On the other hand, taking backwards compatibility so seriously is a big part of the massive success of Python

__mharrison__ 13 hours ago | parent | next [-]

I would argue that the libraries, and specifically NumPy, are the reason Python is still in the picture today.

It will be interesting to see, moving forward, what languages survive. A 15% perf increase seems nice, until you realize that you get a 10x increase porting to Rust (and the AI does it for you).

Maybe library use/popularity is somewhat related to backwards compatibility.

Disclaimer: I teach Python for a living.

kelvinjps 10 hours ago | parent | next [-]

Python it's a language that really good libraries for different domains. like web: django/flask AI numpy pytorch and more. All the ecosystem for scripting and being already installed in most linux distros and on macs. For GUI it has really good bindings for the major frameworks QT,GTK.

punnerud 13 hours ago | parent | prev | next [-]

And PyTorch, and Pandas, and, and…

__mharrison__ 13 hours ago | parent [-]

Built and or inspired by NumPy...

B1FF_PSUVM 13 hours ago | parent | prev [-]

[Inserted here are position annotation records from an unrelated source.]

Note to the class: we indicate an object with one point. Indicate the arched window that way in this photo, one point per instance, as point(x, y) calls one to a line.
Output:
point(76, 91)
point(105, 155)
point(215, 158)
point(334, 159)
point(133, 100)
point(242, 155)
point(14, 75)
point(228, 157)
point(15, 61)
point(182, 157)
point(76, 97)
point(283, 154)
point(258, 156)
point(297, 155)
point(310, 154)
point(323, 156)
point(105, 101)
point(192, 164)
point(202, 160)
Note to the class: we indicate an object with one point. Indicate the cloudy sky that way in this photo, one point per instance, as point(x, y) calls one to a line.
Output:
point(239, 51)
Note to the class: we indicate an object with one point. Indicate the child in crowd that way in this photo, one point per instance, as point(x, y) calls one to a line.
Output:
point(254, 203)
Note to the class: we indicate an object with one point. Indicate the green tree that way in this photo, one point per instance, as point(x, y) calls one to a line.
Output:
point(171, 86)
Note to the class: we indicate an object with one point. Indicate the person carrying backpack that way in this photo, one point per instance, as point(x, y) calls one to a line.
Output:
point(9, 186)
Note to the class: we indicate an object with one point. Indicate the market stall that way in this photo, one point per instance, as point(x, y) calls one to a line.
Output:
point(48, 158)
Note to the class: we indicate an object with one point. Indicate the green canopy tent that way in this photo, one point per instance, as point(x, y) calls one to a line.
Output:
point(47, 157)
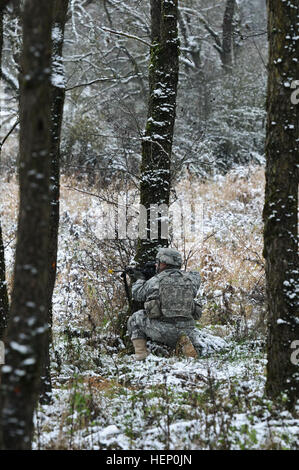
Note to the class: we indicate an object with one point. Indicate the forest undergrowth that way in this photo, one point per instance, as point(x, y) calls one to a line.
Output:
point(102, 399)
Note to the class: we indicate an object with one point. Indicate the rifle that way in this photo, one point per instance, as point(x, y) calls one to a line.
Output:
point(148, 270)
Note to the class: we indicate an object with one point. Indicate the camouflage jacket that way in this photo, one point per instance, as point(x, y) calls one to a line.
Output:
point(149, 292)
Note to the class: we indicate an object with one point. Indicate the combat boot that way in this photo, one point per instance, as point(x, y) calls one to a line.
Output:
point(185, 348)
point(141, 351)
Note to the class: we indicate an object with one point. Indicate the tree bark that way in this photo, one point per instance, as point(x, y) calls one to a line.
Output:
point(227, 35)
point(158, 138)
point(4, 304)
point(281, 201)
point(28, 329)
point(60, 9)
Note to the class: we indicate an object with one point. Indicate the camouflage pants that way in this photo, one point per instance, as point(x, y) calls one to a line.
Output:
point(164, 332)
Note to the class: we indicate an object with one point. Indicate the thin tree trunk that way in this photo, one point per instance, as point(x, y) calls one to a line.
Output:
point(27, 329)
point(227, 35)
point(157, 142)
point(4, 304)
point(60, 8)
point(281, 201)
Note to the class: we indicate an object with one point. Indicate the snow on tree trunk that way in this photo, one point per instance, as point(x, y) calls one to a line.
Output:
point(227, 35)
point(60, 8)
point(157, 141)
point(28, 326)
point(281, 200)
point(3, 289)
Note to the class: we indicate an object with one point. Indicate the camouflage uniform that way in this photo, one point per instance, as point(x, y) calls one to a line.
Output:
point(151, 323)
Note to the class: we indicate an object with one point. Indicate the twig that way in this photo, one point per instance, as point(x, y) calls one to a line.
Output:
point(8, 134)
point(121, 33)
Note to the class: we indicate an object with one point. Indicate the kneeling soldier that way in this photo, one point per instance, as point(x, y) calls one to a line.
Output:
point(170, 307)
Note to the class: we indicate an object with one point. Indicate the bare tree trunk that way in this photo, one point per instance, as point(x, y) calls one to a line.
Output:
point(281, 201)
point(157, 142)
point(60, 8)
point(4, 304)
point(227, 35)
point(28, 328)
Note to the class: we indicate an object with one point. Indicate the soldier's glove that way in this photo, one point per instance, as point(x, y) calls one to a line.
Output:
point(134, 273)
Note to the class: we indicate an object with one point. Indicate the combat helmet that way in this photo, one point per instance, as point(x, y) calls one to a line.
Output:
point(170, 257)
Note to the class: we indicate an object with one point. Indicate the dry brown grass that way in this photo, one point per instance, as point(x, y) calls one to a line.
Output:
point(235, 267)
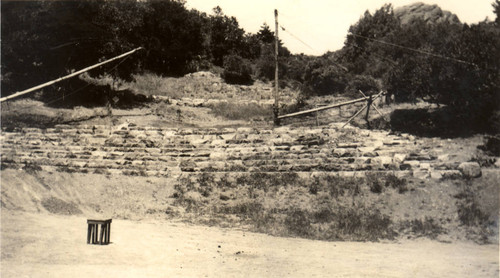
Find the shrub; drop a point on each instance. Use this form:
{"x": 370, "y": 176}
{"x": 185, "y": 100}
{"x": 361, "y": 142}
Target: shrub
{"x": 237, "y": 70}
{"x": 298, "y": 223}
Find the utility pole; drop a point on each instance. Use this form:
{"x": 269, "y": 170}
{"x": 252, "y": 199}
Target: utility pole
{"x": 276, "y": 89}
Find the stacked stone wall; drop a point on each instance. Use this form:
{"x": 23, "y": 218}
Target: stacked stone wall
{"x": 133, "y": 150}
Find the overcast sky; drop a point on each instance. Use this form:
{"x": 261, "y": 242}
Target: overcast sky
{"x": 323, "y": 24}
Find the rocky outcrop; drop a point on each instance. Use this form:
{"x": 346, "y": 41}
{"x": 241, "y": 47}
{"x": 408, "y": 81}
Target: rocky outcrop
{"x": 429, "y": 13}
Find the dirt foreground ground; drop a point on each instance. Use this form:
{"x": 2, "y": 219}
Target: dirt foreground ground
{"x": 45, "y": 245}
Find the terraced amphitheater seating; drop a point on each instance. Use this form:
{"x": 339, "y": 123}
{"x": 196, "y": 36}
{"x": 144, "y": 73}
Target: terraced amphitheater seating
{"x": 133, "y": 150}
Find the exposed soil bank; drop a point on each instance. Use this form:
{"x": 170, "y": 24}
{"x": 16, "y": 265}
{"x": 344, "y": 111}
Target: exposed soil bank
{"x": 43, "y": 245}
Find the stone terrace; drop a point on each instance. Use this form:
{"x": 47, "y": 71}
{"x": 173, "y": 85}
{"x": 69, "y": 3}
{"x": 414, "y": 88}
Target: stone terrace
{"x": 169, "y": 152}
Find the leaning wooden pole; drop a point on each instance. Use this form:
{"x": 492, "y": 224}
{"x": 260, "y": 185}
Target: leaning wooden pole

> you get a 10x increase porting to Rust (and the AI does it for you)

So, you keep reading/writing Python and push a button to get binary executables through whatever hoops are best today ?

(I haven't seen the "fits your brain" tagline in the recent past ...)

pansa2 13 hours ago | parent | prev | next [-]

>> Python 2->3 transition

> taking backwards compatibility so seriously

Python’s backward compatibility story still isn’t great compared to things like the Go 1.x compatibility promise, and languages with formal specs like JS and C.

The Python devs still make breaking changes, they’ve just learned not to update the major version number when they do so.

BarryMilo 13 hours ago | parent [-]

Indeed, Python's version format is semver but it's just aesthetics, they remove stuff in most (every?) minor version. Just yesterday I wasted hours trying to figure out a bug before realizing my colleague hadn't read the patch notes.

kccqzy 13 hours ago | parent | prev | next [-]

Python does not take backwards compatibility seriously. 2 to 3 is a big compatibility break. But things like `map(None, seq1, seq2)` also broke; such deliberate compatibility break is motivated by no more than aesthetic purity.

IshKebab 14 hours ago | parent | prev [-]

Python does not take backwards compatibility very seriously at all. Take a look at all the deprecated APIs.

I would say it's probably worth it to clean up all the junk that Python has accumulated... But it's definitely not very high up the list of languages in terms of backwards compatibility. In fact I'm struggling to think of other languages that are worse. Typescript probably? Certainly Go, C++ and Rust are significantly better.